La Cartoteca aprirà al pubblico martedì 28 aprile: alle ore 16, presso il Dipartimento in via Paoli 15, si svolgerà l’evento Maps Talks con la presentazione del libro “Map Talks. Dalla cartografia storica all’intelligenza artificiale geospaziale” di Antonello Romano. Successivamente, dalle ore 18, sarà possibile visitare l’archivio cartografico in cui saranno esposte alcune delle mappe e degli atlanti più preziosi emersi durante la catalogazione.
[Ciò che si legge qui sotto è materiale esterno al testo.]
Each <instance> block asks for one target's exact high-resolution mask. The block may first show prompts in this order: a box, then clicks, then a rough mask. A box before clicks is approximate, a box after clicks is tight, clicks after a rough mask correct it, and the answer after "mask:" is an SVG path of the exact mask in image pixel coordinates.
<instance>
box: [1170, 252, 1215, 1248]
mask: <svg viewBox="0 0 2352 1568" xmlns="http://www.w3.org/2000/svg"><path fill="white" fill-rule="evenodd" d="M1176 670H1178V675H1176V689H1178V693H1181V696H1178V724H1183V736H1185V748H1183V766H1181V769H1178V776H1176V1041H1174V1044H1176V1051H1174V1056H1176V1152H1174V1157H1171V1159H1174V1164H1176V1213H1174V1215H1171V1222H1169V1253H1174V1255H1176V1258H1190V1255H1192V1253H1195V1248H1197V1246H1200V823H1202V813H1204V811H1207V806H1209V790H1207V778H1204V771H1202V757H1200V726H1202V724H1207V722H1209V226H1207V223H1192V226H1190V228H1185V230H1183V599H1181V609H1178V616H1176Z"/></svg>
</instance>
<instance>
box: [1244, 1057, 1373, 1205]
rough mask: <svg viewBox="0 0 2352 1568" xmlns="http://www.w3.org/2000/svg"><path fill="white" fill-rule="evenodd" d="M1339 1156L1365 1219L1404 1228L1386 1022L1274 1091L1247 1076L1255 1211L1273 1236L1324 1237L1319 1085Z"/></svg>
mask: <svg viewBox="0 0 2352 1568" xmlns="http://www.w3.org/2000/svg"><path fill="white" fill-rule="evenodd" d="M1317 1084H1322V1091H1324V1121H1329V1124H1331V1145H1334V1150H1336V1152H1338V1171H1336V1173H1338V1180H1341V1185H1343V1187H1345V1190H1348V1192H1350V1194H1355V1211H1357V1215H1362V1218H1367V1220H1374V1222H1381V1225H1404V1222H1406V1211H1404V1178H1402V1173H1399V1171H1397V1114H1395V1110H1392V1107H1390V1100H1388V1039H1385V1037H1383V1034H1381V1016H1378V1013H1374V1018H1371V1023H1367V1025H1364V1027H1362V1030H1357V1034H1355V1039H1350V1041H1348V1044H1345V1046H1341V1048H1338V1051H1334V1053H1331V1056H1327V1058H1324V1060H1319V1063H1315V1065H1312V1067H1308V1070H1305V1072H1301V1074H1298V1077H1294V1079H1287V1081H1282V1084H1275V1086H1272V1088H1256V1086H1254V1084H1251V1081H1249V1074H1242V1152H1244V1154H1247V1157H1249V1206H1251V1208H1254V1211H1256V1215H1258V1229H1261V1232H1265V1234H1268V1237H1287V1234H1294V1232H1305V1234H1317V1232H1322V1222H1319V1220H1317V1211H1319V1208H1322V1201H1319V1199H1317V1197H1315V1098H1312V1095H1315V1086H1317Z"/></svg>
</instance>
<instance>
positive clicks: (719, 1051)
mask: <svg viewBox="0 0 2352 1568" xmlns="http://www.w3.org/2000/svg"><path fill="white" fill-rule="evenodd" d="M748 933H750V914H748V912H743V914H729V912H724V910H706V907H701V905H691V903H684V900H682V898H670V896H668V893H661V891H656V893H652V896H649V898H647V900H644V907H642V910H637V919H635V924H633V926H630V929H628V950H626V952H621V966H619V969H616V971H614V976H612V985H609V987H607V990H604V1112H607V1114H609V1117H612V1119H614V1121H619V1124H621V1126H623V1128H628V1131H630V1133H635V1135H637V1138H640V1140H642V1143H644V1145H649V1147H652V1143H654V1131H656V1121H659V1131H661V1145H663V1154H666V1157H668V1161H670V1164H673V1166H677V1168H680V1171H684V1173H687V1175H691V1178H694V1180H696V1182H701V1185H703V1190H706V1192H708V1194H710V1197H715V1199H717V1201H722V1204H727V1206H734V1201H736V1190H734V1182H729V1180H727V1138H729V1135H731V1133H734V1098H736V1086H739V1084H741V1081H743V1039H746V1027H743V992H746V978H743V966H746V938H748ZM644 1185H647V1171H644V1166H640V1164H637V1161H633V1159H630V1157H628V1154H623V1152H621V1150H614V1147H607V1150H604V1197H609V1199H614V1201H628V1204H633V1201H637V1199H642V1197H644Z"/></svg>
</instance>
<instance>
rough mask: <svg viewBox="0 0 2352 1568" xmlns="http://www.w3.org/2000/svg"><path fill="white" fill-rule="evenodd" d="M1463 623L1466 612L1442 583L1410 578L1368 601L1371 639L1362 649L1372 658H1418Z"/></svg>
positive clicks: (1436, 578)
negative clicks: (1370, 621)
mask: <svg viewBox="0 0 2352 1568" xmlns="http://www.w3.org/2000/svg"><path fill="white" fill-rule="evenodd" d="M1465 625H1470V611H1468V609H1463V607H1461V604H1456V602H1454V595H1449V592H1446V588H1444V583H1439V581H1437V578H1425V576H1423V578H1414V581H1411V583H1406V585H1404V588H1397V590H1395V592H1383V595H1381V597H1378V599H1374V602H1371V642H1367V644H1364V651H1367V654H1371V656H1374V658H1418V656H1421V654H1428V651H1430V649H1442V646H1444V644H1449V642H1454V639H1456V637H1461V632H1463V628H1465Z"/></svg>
Migliaia di carte storiche, alcune risalenti al 1700, sono ora visibili: “Questo vasto patrimonio è in fase di organizzazione – spiega Paolo Macchia, professore associato di Geografia – un tesoro che comprende l’intera base cartografica dell’Istituto Geografico Militare e si è arricchito con importanti elementi per la didattica e la ricerca scientifica. Possiamo vedere plastici, carte murali, carte tematiche e, in particolare, atlanti. Si tratta di un patrimonio accessibile che diventa un bene culturale per la città, ricordando che Pisa ha avuto una delle più importanti scuole di geografia a livello nazionale“.
Dagli armadi emergono gli alberi genealogici delle principali famiglie europee, le dettagliate planimetrie di una Roma in cui il Colosseo era quasi alla periferia e i confini delle enclavi toscane nello Stato Pontificio. È possibile viaggiare visivamente dal Lombardo-Veneto rinascimentale alla Cina dei Tartari di oltre un secolo fa. Una collezione enorme di carte, che spazia dalle edizioni ottocentesche a quelle moderne, include anche collezioni di diapositive, carte murali dei primi del ‘900 e circa 400 atlanti geografici, coprendo un periodo che va dal ‘700 ai giorni nostri.
“È fondamentale la collezione di atlanti – conclude Macchia – almeno 80 di questi volumi risalgono a un periodo anteriore al 1900 e circa 60 non sono presenti nel catalogo nazionale, risultando quindi copie uniche. Alcuni di questi atlanti sono unici anche a livello internazionale, non essendo reperibili nei cataloghi delle principali biblioteche nel mondo. Ci auguriamo che studiosi di altri atenei o semplici cittadini curiosi del nostro passato vogliano contattarci, ci sono mondi interi da scoprire.”